Posted by admin On October - 13 - 2009
I actually took this post from my Activerain blog and decided to repost it. We have Realtors that read this blog and just wanted to lend some information that could be a great benefit to them if they’re struggling.
If your an active Realtor you know how tough its been to stay afloat these last few years in the business. If you’re still struggling to get a handle on your finances there may be hope. Realtors and Brokers can apply for federally backed loans through the SBA. This is great news at a time where real estate professionals are “struggling to find money for day to day expenses, debt service, capital, and funding for expansion.”
Let’s take a look at 3 SBA loans that are most relevant to real estate professionals and how these funds can be used.

1. ARC (America’s Recovery Capital): No- interest, no-fee, deferred payment short term loan. The ARC loan can loan up to $35,000 to small businesses that need capital to ride out the wave of uncertainty until the business can return to profitability. You can use this money to pay existing debt including credit card debt, if the debt was used for business expenses. The loan is available until September 2010 or until the funds are available.

2. Section 7(a) Guaranty Loan Program: With this loan you’ll have to apply with a participating private section such as a bank.
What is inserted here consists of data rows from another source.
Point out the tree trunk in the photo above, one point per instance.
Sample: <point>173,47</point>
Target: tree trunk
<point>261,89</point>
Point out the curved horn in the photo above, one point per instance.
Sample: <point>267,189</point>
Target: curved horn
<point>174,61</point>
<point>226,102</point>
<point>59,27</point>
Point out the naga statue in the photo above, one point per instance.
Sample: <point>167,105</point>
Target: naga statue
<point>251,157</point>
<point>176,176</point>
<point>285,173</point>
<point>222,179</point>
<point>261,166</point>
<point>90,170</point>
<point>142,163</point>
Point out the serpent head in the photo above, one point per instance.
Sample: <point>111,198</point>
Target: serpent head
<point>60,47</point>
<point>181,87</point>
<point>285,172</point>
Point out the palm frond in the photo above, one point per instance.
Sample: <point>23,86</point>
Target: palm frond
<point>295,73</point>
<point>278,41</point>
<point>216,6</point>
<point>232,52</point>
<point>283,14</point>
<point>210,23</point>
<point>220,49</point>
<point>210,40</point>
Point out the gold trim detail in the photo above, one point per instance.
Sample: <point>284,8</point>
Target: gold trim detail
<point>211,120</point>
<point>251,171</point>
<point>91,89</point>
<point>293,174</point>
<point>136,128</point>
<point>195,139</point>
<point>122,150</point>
You can use this money for working capital or debt replacement. Loan limits are up to $2 million and is intended for long-term needs rather than emergencies. The SBA will guaranty this loan up to 90% from payment default by the borrowers.

3. Section 504: This loan is intended for long term, fixed rate financing for fixed assets such as buildings and land. It’s great for Brokers who are expanding their business or for offices who are branchign out. Section 504 will loan up to $1.5 Million.